# Big Catch of the day



## SWAMPBUCK10PT (Apr 5, 2010)

*LOL another Shrew------have a couple weasel set around the chicken coop-----Mice and shrew's are taking a whipping LOL---The other shrew was ate out of the trap by a weasel---I'm going to get that critter yet LOL- :hunter:* 

*svb*


----------



## C2C (Mar 17, 2012)

Best be careful to get him skinned and stretched proper Skip ..cant say as I've ever caught one of them .

Sent from my SM-A520W using Tapatalk


----------



## SWAMPBUCK10PT (Apr 5, 2010)

*He's on the stretcher LOL his fur is like velvet --I'm going to get them tanned with the other furs going to the Tannery-- -*


----------



## catcapper (Feb 11, 2010)

Ya dang near missed him with that bigfoot snapper.lol.

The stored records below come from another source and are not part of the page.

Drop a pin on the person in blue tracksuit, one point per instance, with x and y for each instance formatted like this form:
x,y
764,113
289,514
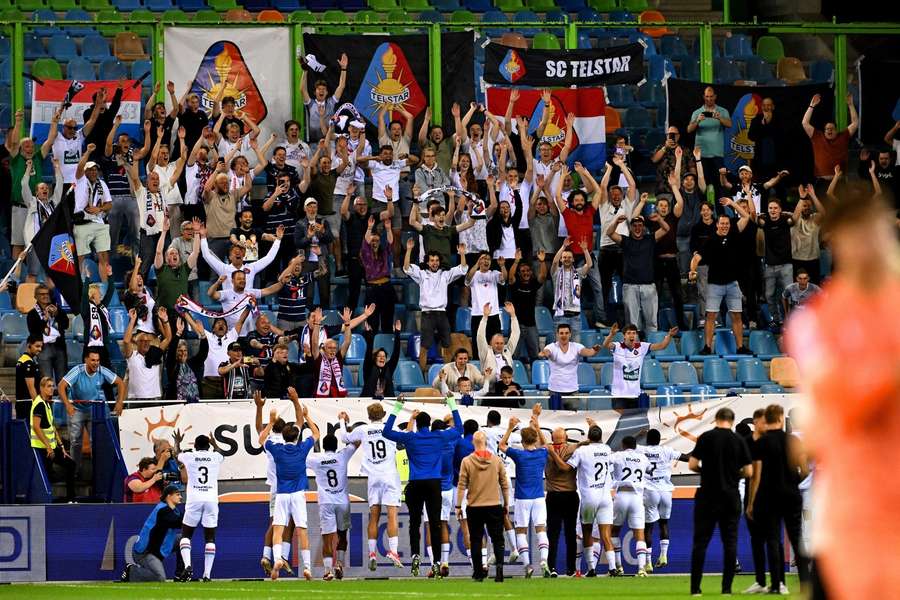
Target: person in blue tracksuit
x,y
424,449
157,539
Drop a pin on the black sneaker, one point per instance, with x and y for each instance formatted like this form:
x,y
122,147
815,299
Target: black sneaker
x,y
186,575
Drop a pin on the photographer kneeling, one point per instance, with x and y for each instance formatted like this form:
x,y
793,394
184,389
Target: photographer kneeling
x,y
157,539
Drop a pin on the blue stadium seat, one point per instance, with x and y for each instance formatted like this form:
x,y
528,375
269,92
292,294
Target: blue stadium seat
x,y
95,48
408,376
673,47
726,70
34,47
80,69
464,321
666,395
759,70
62,47
771,388
111,69
13,328
682,373
738,46
821,71
652,374
587,379
357,350
599,400
763,345
526,16
540,374
620,96
669,353
751,372
717,372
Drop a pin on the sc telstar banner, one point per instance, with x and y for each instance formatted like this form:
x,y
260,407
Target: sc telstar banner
x,y
562,68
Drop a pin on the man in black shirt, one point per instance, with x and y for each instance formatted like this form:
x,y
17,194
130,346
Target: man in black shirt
x,y
28,375
779,464
722,459
723,257
638,280
522,292
779,271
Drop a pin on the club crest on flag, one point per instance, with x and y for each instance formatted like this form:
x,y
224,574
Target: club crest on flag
x,y
223,66
739,147
389,84
555,131
62,254
512,68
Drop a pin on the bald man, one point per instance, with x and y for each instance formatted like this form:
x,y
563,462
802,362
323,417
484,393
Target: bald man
x,y
483,482
562,504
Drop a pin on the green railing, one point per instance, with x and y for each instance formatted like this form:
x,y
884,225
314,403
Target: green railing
x,y
705,30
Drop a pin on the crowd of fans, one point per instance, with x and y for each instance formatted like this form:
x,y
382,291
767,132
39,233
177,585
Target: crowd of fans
x,y
478,213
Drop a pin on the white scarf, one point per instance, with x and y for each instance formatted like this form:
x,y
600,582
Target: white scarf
x,y
330,368
568,291
51,333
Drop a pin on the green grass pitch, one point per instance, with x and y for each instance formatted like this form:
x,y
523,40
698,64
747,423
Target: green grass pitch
x,y
656,586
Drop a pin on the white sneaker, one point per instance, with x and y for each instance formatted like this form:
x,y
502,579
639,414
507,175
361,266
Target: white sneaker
x,y
756,589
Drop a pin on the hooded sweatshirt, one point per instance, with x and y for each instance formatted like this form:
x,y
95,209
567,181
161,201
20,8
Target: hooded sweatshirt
x,y
484,476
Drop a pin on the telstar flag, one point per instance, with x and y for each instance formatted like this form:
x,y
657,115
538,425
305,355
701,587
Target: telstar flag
x,y
55,249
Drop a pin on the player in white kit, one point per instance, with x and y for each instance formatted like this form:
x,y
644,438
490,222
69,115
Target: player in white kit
x,y
629,469
330,469
202,506
275,436
658,495
380,467
592,463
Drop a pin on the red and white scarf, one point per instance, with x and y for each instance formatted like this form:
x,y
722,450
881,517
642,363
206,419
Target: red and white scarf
x,y
330,369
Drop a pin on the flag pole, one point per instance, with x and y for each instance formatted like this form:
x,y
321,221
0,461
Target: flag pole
x,y
16,264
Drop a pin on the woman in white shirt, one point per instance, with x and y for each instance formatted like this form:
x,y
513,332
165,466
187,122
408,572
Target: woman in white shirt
x,y
563,356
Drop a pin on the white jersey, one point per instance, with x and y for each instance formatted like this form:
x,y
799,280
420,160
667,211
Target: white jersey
x,y
330,469
659,474
592,464
271,478
203,474
627,363
630,469
379,454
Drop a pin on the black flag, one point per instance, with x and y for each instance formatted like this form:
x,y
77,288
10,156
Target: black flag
x,y
55,248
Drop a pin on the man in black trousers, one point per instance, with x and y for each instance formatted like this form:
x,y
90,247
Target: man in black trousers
x,y
779,464
722,459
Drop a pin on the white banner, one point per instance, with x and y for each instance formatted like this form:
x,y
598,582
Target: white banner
x,y
232,424
252,64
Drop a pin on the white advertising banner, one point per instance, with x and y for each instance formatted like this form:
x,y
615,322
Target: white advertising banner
x,y
253,65
232,424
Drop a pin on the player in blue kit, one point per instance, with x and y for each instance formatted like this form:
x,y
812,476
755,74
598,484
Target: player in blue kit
x,y
530,504
291,485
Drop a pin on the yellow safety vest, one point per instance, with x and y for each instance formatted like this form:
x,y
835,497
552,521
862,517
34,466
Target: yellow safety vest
x,y
49,431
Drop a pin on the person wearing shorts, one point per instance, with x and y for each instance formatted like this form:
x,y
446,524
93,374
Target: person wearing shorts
x,y
629,468
202,507
291,483
722,253
433,282
92,203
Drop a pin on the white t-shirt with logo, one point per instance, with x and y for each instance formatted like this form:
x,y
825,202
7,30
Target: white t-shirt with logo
x,y
203,475
627,363
564,367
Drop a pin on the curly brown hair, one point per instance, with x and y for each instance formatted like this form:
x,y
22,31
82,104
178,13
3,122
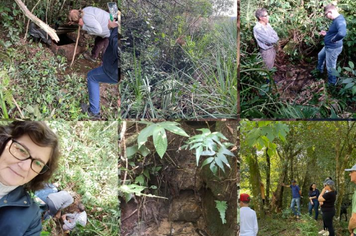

Moyles might loose a fur that size. :roflmao:

awprint:


----------



## hassell (Feb 9, 2010)

Right on Skip, you'll be shipping in no time.


----------



## youngdon (Mar 10, 2010)

I don't think Shakespeare had a Bigfoot in mind.

Nice catch though, 43 more to go for a hat.


----------



## pokeyjeeper (Sep 5, 2013)

Nice one congrats keep at em you’ll get enough for a pair of gloves yet


----------